To complete your cluster configuration, from the head node, add the compute node to your cluster.

To add the compute node to your cluster
  1. Connect to the HPC-Head instance as hpc.local\hpcuser.

  2. Open HPC Cluster Manager.

  3. Select Node Management.

  4. If the compute node displays in the Unapproved bucket, right-click the node that is listed and select Add Node.

    1. Select Add compute nodes or broker nodes that have already been configured.

    2. Select the check box next to the node and choose Add.

  5. Right-click the node and choose Bring Online.

Step 5: Scale your HPC compute nodes (optional)

To scale your compute nodes
  1. Connect to the HPC-Compute instance as hpc.local\hpcuser.
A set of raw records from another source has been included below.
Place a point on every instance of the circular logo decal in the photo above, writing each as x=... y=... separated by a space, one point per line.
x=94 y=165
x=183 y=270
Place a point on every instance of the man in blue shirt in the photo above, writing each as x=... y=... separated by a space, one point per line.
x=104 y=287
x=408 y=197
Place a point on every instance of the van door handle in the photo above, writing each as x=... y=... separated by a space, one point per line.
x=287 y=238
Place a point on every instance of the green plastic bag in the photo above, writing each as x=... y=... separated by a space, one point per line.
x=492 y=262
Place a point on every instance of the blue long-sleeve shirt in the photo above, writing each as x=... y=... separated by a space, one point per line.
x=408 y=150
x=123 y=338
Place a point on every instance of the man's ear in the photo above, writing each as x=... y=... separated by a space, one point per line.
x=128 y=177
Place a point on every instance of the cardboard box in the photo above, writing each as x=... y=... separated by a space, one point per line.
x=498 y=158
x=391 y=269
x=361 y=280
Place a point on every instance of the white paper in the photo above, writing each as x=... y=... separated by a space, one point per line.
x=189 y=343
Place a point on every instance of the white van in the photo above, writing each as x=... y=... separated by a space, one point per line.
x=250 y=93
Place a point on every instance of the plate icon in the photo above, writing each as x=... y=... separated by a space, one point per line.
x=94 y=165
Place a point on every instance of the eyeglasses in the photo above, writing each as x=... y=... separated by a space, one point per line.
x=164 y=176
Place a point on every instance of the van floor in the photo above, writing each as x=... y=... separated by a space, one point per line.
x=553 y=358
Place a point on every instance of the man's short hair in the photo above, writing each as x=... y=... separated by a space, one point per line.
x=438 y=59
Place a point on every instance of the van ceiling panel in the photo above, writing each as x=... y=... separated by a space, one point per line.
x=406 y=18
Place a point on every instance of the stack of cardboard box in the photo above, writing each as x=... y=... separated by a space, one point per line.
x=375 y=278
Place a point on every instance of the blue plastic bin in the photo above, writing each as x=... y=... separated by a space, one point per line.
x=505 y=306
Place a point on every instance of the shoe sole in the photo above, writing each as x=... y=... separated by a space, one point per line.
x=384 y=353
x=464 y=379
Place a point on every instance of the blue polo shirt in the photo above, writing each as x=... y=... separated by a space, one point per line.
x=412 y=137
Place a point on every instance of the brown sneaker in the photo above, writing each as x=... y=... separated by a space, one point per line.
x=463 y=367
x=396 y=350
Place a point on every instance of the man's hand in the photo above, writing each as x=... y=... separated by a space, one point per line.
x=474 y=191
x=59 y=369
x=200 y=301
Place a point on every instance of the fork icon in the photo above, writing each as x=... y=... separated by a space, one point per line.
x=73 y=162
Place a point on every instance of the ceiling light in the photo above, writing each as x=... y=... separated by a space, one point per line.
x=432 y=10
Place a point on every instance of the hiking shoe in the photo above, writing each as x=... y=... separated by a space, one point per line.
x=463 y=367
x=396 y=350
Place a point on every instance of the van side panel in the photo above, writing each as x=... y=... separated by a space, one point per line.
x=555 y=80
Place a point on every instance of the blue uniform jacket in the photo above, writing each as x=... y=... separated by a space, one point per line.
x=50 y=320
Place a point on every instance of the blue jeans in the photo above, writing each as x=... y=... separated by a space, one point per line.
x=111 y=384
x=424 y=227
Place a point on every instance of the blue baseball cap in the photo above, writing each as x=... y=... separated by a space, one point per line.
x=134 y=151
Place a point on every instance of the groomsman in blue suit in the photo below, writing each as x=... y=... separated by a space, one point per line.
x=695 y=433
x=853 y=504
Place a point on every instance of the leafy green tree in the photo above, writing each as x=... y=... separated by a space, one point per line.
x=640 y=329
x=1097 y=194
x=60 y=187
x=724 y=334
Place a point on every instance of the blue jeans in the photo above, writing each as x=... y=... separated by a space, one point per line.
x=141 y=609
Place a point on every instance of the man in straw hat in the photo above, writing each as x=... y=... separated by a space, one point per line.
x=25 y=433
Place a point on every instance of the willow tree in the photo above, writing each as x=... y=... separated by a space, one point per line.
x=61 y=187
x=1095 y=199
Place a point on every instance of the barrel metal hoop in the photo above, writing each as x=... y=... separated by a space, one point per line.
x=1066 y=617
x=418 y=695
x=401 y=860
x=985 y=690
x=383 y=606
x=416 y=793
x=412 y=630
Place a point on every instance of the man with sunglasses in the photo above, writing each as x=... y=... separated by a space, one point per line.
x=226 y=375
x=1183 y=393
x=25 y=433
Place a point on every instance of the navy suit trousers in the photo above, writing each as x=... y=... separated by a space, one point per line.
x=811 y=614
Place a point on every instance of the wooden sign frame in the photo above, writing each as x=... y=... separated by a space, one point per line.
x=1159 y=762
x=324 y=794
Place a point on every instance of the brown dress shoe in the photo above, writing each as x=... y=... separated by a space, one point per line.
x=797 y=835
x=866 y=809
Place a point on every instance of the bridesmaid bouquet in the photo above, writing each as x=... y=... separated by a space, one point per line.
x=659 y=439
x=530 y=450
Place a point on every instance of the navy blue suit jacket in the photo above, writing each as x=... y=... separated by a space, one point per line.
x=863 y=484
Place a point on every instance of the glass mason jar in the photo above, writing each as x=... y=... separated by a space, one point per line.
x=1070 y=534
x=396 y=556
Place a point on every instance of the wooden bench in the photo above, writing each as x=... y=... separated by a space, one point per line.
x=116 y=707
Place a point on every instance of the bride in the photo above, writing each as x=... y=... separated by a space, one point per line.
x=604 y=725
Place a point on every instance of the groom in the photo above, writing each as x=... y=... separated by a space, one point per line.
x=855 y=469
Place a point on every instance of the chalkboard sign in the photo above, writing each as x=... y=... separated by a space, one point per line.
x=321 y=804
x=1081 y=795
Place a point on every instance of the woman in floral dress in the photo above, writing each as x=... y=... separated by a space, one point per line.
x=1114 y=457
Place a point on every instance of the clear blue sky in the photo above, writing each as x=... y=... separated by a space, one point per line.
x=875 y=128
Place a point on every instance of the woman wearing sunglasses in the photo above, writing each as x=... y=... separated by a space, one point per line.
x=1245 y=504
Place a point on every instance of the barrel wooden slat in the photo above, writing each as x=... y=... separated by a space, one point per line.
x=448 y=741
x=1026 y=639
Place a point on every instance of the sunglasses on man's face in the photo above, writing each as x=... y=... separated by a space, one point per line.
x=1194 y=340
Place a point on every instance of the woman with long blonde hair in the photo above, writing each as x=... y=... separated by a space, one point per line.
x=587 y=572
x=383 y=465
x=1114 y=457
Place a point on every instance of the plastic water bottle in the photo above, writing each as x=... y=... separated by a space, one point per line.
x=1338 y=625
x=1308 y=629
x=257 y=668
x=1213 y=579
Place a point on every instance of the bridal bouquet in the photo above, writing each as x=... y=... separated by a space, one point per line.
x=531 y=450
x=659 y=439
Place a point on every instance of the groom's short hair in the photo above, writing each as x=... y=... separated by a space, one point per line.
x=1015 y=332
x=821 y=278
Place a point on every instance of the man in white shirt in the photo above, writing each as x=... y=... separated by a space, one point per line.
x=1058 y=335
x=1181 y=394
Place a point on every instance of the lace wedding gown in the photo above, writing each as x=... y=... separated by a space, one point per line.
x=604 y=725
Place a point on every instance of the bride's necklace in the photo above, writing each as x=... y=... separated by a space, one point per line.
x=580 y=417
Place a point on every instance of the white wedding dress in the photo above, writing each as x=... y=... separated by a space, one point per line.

  2. Delete any files you downloaded locally from the HP Pack installation package. (You have already run setup and created these files on your image so they do not need to be cloned for an AMI.)

  3. From C:\Program Files\Amazon\Ec2ConfigService open the file sysprep2008.xml.

  4. At the bottom of <settings pass="specialize">, add the following section. Make sure to replace hpc.local, password, and hpcuser to match your environment.

    <component name="Microsoft-Windows-UnattendedJoin" processorArchitecture="amd64" publicKeyToken="31bf3856ad364e35" language="neutral" versionScope="nonSxS" xmlns:wcm="http://schemas.microsoft.com/WMIConfig/2002/State" xmlns:xsi="http://www.w3.org/2001/XMLSchema-instance"> <Identification> <UnsecureJoin>false</UnsecureJoin> <Credentials> <Domain>hpc.local</Domain> <Password>password</Password> <Username>hpcuser</Username> </Credentials> <JoinDomain>hpc.local</JoinDomain> </Identification> </component>
  5. Save sysprep2008.xml.

  6. Choose Start, All Programs, EC2ConfigService Settings.

    1. Choose the General tab, and clear the Set Computer Name check box.

    2. Choose the Bundle tab, and then choose Run Sysprep and Shutdown Now.

  7. Open the Amazon EC2 console.

  8. In the navigation pane, choose Instances.

  9. Wait for the instance status to show Stopped.

  10. Select the instance, choose Actions, Image and templates, Create image.

  11. Specify an image name and image description, and then choose Create image to create an AMI from the instance.

  12. Start the original HPC-Compute instance that was shut down.

  13. Connect to the head node using the hpc.local\hpcuser account.

  14. From HPC Cluster Manager, delete the old node that now appears in an error state.

  15. In the Amazon EC2 console, in the navigation pane, choose AMIs.

  16. Use the AMI you created to add additional nodes to the cluster.

You can launch additional compute nodes from the AMI that you created. These nodes are automatically joined to the domain, but you must add them to the cluster as already configured nodes in HPC Cluster Manager using the head node and then bring them online.